On the other side, Noah was galloping over. He flung his lasso but was too early and missed.
All Brodie knew was that he had to save this kid. His kid.
He stretched across, was in touching distance of her striped T-shirt.
Then he heard the crack as Zoey’s branch snapped and her scream as the river swept her away.
All he could do was lunge and try and grab her before she disappeared into the swirling gray waves, and as he did he felt his hand connect with her thin little arm.
Gripping her and holding on as tight as he’d ever held on to anything, Brodie yanked her toward him as the rushing water dragged them both downstream.
“I’ve got you,” he said, his arm now locked around her waist. “Wrap your arms and legs around me and do not let go. Whatever happens, okay?”
She nodded, frightened eyes wide, and clung to him like a little monkey.
This was his daughter.
He didn’t care what happened to him, he could not let anything happen to her.
Suddenly he was underwater, sucked down by the whirlpools, bashed against more debris cascading down from the mountains.

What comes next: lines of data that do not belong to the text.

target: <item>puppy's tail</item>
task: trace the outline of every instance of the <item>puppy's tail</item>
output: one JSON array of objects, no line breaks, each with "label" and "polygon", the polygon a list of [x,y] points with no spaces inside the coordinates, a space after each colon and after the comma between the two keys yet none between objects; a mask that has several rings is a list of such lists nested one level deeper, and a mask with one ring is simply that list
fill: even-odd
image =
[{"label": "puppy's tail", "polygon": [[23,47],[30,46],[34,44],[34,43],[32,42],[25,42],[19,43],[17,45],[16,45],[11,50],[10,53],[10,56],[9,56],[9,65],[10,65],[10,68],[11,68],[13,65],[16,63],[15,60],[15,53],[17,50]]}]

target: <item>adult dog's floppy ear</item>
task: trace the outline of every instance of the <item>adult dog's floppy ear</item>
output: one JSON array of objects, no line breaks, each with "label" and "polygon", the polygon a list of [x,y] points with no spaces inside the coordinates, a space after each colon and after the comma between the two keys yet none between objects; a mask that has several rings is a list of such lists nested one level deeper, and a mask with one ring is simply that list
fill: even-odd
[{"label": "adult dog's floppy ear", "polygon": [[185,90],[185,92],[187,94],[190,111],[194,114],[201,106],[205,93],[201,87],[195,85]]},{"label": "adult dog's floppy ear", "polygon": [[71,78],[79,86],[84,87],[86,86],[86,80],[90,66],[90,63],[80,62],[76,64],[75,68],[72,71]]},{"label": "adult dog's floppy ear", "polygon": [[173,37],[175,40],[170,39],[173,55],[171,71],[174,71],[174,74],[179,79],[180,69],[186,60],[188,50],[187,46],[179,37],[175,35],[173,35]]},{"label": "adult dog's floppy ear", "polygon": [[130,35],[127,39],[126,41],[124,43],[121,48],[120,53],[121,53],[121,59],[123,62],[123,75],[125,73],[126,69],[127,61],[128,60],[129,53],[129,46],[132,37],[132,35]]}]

He was up and gasping for air. He just had to keep her head above water, that was all that mattered.
Where the heck were Noah and Logan? The river swept them now deeper into the forest, between the trees, his brothers would have trouble with the horses.
He could feel the weight of Zoey, of the water, of his clothes dragging him down. Deeper. He was choking, gasping. There was a burning in his lungs.
Just keep her head above water. Nothing else matters.
Suddenly he heard his name. “Brodie! Catch!” and the slap of a lasso again against the surface.
He felt it rather than saw it, but it was gone before he could scrabble for the rope.
Brodie went under. Zoey clung tighter.
He was up again, gasping. Noah threw the rope again. This time Brodie reached up his arm and felt the rough lasso loop over his hand.
Keep her head above water.
He grabbed on, winding his arm around the rope, felt the tug and drag of his brothers’ combined strength against the vicious force of the river.
He couldn’t see, but he could hear Zoey crying.
If he could hear her crying then it meant she was breathing—and if the river didn’t kill him, if anything happened to Zoey, then Maeve surely would.
He felt the heave of his brothers on the rope.
His head was struggling to keep above the surface. Water was in his mouth.
“I am your dad,” he managed, choking on the water. “I am your dad.” He felt Zoey’s arms lock like a vice round his neck. He was calculating the time—seconds, minutes—it would take to get her out of the water and safe.
Then his world faded into nothing but the murky gray swirl of the river around him.